For “International Trade Developments To Watch In 2013,” an overview of upcoming international trade matters, international trade partner Hal Shapiro, on the topic of the U.S.-China trade disputes over solar panels and other renewable energy inputs, said, “One of the big things that's going to define the next year is China.”
Discussing Trade Promotion Authority, which is the expedited path to approval by Congress of trade deals negotiated by the executive branch, Shapiro noted that, in the past, the fast track provision was routinely renewed by Congress without much partisan rancor.

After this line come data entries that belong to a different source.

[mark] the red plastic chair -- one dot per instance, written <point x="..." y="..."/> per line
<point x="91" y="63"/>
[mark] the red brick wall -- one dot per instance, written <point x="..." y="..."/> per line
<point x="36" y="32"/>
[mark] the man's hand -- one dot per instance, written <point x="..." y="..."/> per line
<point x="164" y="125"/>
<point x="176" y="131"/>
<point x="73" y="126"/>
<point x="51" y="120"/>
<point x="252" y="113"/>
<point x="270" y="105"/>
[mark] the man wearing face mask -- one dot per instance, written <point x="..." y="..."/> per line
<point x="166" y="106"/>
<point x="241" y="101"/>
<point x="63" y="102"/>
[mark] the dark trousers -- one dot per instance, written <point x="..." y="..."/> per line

Strained relations between the executive and Congress over the last six years has complicated renewal of this provision. Shapiro notes that renewing it in 2013 would require restoring that relationship: "It's really about whether they can rebuild that trust."
For “Environmental Regulation To Watch In 2013,” a survey of possible EPA regulatory and enforcement moves, environment and natural resources partner Paul Gutermann noted, on the topic of the EPA’s expected proposal for output-based limits on carbon dioxide emissions from new fossil fuel-fired power plants, and the potential effect of that proposal on the coal industry, “Even though it's only a proposed rule, the utility industry is seeking a declaratory ruling that standard will only apply to limited combustion technologies and not coal-fired plants. Such a ruling would set back any efforts to establish new source standards for coal plants by two to three years. It's under the radar, but has potential huge impact.”
In “Health Care Regulation To Watch In 2013,” a forecast of new regulations and guidance due to be released as the bulk of the ACA goes into effect, health industry partner Stephanie Webster, on the topic of new payment calculations for disproportionate share hospitals—those hospitals that care for poor and uninsured patients—said that hospitals should pay close attention for the rule, expected this summer, that will lay out the new calculations, noting that it's especially important because, under the ACA, the estimates used in the calculations will not be subject to either administrative or judicial review. She added, “It makes it hard to hold the government accountable. There used to be the right to that kind of review in order to keep the government transparent. It makes it all the more important for DSH hospitals to pay really close attention to what CMS is doing.”